24th Apr 2019
Denim Day 2019
Wednesday, April 24th is Denim Day, a worldwide demonstration in support of sexual assault survivors through the adornment of jeans. The movement began in 1999 as a response to the Italian Supreme Court’s declaration that a 45-year-old driving instructor’s violent sexual assault of his teenage student must have been consensual because “the victim wore very, very tight jeans.” The ruling was finally, mercifully overturned in 2008—Denim Day continues as a yearly international protest against the misconceptions surrounding sexual violence.
Victims of sexual assault often experience post-traumatic stress disorder, exhibiting signs of depression, anxiety, and isolation. A child who witnesses these behaviors in a parent might mistakenly (yet understandably) feel as if they don’t care for them, which can be frightening and confusing. This phenomenon, when a parent or guardian’s first-hand trauma begins to impact the child, is referred to as “inter-generational trauma.”
Pathways LA strives to keep all children free of trauma through prevention systems, by using the Strengthening Families framework to increase family strengths, enhance child development, and reduce the likelihood of child abuse and neglect. In cases where the parent themselves is a victim of trauma, such as sexual assault, inter-generational trauma can be alleviated through the Pathways LA trauma-informed care workshop series. These evidence-based, expert-led trainings help childcare providers recognize the signs of trauma in children they care for—this also offers an opportunity for providers to speak with parents to learn more about their circumstances, and refer them to additional support resources as needed.
Trauma occurs when the body can’t cope with a stressor, and the nervous system goes into “fight or flight” mode, maintaining a state of high alert for a perceived threat or attack. This can cause a disruption of the typical functions of the nervous system, often resulting in post-traumatic stress disorder (PTSD).
When survivors of sexual assault experience PTSD, they literally relive the traumatic experience as it comes into their consciousness—it is as if they are still in the traumatic moment, without any control over their body. This can affect every part of their life, causing mood swings, jumpiness, irritability, and insomnia.
Those experiencing PTSD while parenting face additional burdens, often attempting to shield their children from the symptoms while suffering in silence.

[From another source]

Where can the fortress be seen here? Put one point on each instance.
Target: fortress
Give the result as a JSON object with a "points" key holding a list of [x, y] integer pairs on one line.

Despite these efforts, many children are able to pick up on parental distress, and that stress can prove contagious. As children try to process stressful situations they often act out, which compounds the challenges for parents, creating a cycle of stress for the entire family.
So what can be done to end inter-generational trauma? Fortunately, research has proven that the pattern can be broken when parents are willing and able to access resources that assist in their individual well-being and the recovery. Pathways LA’s trauma-informed care trainings serve as an important first step in the many multifaceted process of healing and strengthening the family unit.